Still Pictures confirms that Malcolm never changed her mind about autobiographies. Her sense of failure at making her young self “as interesting as the strangers I have written about,” and her journalistic instinct to withhold her affections, never went away. Despite her self-restraint there are vivid descriptions of her childhood in New York surrounded by Czech immigrants. There are sunny summers in New Hampshire swimming in Pleasant Lake. There are passages about her grandmother Klara. She defines her mother’s unique European charm, and calls her father “the least pretentious person I have ever known.” She writes about her struggles to learn English, and the moment she got infected with “the virus of romance.” She notes, correctly, that one has to be an “imperious boor” not to notice that everything looks better in France. And we learn that before the second libel trial in the Jeffrey Masson affair—sparked by her book In the Freud Archives, for which she was falsely accused of basing her portrayal of Masson, a psychoanalyst, on invented quotes—she asked a speech coach named Sam Chwat to help her rehearse her responses and learn how to address the jury. For every memory there is a photograph. Sometimes we see it, sometimes she describes it.

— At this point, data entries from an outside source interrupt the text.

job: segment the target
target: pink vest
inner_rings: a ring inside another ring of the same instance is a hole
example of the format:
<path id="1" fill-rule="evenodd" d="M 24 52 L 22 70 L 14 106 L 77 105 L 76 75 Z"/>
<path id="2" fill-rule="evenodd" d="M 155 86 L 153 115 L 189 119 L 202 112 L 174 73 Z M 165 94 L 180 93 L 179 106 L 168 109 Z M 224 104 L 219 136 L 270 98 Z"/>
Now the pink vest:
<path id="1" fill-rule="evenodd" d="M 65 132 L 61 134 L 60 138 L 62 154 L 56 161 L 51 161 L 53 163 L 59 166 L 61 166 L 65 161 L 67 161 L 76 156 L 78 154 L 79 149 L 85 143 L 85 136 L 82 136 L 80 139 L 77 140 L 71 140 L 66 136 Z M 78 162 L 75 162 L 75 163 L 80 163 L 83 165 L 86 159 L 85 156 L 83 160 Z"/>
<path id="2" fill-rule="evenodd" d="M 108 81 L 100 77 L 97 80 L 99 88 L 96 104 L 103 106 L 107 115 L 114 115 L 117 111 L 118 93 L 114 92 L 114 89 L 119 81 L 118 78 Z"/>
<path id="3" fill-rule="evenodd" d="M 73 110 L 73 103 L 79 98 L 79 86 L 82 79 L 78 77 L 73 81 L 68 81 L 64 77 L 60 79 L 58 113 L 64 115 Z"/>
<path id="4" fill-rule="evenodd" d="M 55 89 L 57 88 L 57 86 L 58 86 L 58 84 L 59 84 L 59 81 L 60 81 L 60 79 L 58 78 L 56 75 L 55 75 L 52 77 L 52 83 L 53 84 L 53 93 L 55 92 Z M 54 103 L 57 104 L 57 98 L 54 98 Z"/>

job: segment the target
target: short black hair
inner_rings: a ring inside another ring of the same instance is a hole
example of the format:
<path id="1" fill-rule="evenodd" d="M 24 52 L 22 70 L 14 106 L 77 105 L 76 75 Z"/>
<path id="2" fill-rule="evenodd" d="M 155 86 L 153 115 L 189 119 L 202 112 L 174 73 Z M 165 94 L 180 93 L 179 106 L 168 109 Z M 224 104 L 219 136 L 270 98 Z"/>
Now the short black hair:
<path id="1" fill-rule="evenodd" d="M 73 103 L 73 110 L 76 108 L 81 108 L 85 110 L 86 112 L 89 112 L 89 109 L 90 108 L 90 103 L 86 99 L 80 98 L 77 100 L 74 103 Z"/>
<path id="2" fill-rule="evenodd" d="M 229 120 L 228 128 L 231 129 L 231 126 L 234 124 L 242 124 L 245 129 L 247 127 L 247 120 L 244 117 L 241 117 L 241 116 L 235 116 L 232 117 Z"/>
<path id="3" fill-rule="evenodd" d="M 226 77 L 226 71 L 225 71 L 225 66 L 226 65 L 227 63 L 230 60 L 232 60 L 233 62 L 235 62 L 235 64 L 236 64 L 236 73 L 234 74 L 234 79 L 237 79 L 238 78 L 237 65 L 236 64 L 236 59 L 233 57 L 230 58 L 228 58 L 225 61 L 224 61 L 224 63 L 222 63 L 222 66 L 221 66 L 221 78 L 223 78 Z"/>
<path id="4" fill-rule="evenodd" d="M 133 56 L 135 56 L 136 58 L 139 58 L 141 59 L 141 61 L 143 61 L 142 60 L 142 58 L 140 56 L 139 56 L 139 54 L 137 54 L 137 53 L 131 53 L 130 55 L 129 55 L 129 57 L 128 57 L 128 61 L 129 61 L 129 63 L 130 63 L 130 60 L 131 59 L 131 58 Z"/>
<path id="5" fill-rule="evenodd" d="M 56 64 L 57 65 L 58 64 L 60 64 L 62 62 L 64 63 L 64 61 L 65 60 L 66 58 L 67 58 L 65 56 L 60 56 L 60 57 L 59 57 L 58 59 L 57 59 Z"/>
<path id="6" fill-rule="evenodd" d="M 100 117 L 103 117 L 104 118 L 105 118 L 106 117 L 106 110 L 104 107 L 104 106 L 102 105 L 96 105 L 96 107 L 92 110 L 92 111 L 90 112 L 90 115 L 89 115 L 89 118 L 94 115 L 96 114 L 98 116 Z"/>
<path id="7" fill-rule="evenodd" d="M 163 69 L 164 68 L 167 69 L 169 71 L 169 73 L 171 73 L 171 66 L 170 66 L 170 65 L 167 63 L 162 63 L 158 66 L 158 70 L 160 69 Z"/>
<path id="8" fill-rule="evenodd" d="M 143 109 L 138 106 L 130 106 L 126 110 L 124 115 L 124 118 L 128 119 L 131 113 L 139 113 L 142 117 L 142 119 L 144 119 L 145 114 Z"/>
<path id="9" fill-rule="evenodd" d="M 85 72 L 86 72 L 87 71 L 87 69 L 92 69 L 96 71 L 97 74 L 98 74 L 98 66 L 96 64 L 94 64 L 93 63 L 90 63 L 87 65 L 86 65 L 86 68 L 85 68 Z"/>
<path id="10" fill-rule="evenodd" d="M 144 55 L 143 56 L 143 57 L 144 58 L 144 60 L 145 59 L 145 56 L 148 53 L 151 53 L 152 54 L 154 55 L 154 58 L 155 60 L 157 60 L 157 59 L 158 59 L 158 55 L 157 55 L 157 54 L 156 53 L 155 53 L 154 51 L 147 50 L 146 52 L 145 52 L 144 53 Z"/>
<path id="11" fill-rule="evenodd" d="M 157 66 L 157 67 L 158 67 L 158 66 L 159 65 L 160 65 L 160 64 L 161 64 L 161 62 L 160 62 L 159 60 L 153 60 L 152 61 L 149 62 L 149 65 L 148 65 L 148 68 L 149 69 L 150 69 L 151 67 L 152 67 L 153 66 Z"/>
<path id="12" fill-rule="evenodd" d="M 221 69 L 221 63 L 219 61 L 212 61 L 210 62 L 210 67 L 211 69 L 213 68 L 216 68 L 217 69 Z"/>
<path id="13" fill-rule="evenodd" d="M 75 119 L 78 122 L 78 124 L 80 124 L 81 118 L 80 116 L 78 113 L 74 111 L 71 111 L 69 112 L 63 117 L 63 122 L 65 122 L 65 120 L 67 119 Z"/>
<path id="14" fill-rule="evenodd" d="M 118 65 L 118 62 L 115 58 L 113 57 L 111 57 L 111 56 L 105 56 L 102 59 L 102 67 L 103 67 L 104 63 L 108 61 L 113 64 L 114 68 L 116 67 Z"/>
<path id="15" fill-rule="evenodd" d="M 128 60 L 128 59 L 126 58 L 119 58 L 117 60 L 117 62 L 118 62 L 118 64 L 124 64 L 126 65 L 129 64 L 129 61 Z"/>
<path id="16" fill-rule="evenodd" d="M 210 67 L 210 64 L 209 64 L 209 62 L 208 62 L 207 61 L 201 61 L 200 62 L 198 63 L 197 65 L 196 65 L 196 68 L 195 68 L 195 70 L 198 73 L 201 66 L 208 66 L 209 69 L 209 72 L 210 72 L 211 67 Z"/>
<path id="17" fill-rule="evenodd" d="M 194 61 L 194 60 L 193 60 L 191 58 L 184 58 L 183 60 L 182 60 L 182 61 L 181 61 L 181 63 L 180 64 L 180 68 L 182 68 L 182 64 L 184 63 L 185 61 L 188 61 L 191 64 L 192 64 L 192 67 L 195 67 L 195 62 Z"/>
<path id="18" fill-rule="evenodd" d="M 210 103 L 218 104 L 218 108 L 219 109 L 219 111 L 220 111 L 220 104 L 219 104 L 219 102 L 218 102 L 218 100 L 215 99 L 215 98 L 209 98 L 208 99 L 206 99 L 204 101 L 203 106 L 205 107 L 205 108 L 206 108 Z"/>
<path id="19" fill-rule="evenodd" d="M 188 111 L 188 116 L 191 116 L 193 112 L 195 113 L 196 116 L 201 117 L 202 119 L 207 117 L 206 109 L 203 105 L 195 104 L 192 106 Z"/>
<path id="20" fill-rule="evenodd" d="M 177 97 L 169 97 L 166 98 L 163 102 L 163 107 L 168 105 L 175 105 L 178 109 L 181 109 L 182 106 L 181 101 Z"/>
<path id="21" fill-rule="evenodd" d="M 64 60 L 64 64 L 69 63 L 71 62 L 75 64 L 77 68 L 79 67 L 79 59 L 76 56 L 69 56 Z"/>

Those who have accused Malcolm of being brutal and cold will find in this book yet another example of her “pitiless prose.” For them Still Pictures will be a failed memoir, and that may be a fair assessment. However, if one reads it as a work of criticism, another possibility opens up. The Argentinian novelist Ricardo Piglia was once asked if writing criticism could be “cathartic.” He rejected the notion of catharsis but suggested that the critic is someone who rebuilds her life within the texts she reads—or, in this case, within the pictures she looks at. Criticism, he said, is a post-Freudian form of autobiography. Perhaps Malcolm would have accepted this alternative to the traditional autobiography. One might even read Malcolm’s writing on photography, from the earliest essays in the seventies to Still Pictures, as a form of autobiography. What matters is to stare at “some of the drab little photographs,” as she puts it, and listen when they speak.